Trauma leading to first webspace contracture

When there is trauma to the hand, tightness or contracture can develop as well.  This may be a deep abrasion or a burn.  The abrasion type injury can happen on a treadmill when a child's hand is injured by the spinning treadmill.  Burn injuries are more obvious and can happen in various ways including grasping a coal or log in a cooking fire, falling into a campfire, or grasping something hot such as a curling iron.  Ultimately, the skin will heal but will contract and lead to limitations in function and in motion.  This type of injury is very common in underdeveloped countries that depend on cooking fires and are less common in more developed countries but certainly can still happen.

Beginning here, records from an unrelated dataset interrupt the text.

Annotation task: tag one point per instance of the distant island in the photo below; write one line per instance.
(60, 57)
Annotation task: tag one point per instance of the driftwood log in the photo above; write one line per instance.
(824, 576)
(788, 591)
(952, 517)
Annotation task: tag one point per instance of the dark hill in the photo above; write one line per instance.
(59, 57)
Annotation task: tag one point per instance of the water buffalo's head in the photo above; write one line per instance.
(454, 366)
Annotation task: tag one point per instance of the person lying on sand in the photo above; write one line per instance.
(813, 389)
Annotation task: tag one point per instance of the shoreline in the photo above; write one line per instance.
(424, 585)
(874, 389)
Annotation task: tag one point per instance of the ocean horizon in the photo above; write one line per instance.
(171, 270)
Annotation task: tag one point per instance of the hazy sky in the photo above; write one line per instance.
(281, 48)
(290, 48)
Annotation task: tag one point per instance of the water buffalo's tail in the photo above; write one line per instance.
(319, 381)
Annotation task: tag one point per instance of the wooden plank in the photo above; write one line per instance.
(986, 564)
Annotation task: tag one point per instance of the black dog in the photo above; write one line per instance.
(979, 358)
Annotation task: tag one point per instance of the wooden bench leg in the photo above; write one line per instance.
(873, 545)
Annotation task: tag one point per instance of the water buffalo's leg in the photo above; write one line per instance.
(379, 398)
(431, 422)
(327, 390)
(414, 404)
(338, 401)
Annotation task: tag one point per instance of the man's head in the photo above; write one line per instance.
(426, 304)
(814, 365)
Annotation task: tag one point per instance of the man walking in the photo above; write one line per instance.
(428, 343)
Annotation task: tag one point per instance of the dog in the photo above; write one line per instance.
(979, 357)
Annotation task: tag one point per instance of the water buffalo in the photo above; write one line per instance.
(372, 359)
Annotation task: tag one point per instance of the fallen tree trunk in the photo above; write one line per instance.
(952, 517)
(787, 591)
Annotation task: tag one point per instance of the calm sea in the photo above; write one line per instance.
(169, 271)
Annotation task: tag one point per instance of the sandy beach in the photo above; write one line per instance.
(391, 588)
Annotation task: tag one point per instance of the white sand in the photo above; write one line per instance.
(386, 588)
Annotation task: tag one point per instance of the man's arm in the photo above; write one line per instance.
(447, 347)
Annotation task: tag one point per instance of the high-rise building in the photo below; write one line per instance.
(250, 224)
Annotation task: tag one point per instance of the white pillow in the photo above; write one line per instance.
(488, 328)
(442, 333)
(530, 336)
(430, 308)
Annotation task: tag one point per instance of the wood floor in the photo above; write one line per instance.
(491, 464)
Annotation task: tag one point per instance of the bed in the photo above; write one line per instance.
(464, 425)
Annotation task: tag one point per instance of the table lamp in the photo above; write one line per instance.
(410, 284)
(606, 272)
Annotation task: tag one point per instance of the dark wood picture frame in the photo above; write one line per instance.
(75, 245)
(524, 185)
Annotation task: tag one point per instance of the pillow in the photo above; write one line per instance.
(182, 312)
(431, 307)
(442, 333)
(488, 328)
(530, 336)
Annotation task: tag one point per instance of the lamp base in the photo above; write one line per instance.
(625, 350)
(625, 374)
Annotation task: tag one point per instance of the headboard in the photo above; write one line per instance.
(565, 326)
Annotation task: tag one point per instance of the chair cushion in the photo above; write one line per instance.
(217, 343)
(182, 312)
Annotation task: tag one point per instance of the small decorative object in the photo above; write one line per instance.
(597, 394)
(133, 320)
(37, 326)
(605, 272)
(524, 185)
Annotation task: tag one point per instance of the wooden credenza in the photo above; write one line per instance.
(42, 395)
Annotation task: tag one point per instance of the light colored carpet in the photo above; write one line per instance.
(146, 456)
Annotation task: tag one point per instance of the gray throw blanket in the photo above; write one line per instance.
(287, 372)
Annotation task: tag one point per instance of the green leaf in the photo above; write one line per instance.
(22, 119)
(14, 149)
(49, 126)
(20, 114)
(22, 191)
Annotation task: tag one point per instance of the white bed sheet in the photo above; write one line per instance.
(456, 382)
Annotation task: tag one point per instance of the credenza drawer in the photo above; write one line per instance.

Thankfully, we have good treatment options.  If there is a straight-line burn scar, the goal is to break up the scar band with a z-plasty.  This can be highly successful. With a more complex contracture, a different type of procedure is required to break up the thicker, typically broader band.  Often we use a flap of normal tissue to rotate into the area.  The first webspace is a classic area to have a contracture and the dorsal rotation flap can be very helpful.  In this procedure we take normal skin and advance it into the first webspace.  We may have to release deeper tight tissues as well and sometimes even the deeper muscles.  We divide or excise the poor skin and use the skin flap to cover the areas. Sometimes, advancing this normal skin is enough but sometimes skin grafts can be required also.

Here is one example.  My 'before' pictures are limited but I believe you get a sense of the contracture.  I have also already drawn my flap on the skin- this is normal tissue.  Usually we can bring the thumb out about 90 degrees from the index finger.  In this case, the patient is limited to about 45 degrees.

Tight first webspace after trauma

Then we have good after pictures, 4 weeks later.  Notice how deep and wide the first webspace is.  The thumb can be brought 90 degrees from the hand.  The thumb moves normally again and there is healthy, soft skin in this critical area.

First webspace after advancement flap.  Notice the motion of the thumb.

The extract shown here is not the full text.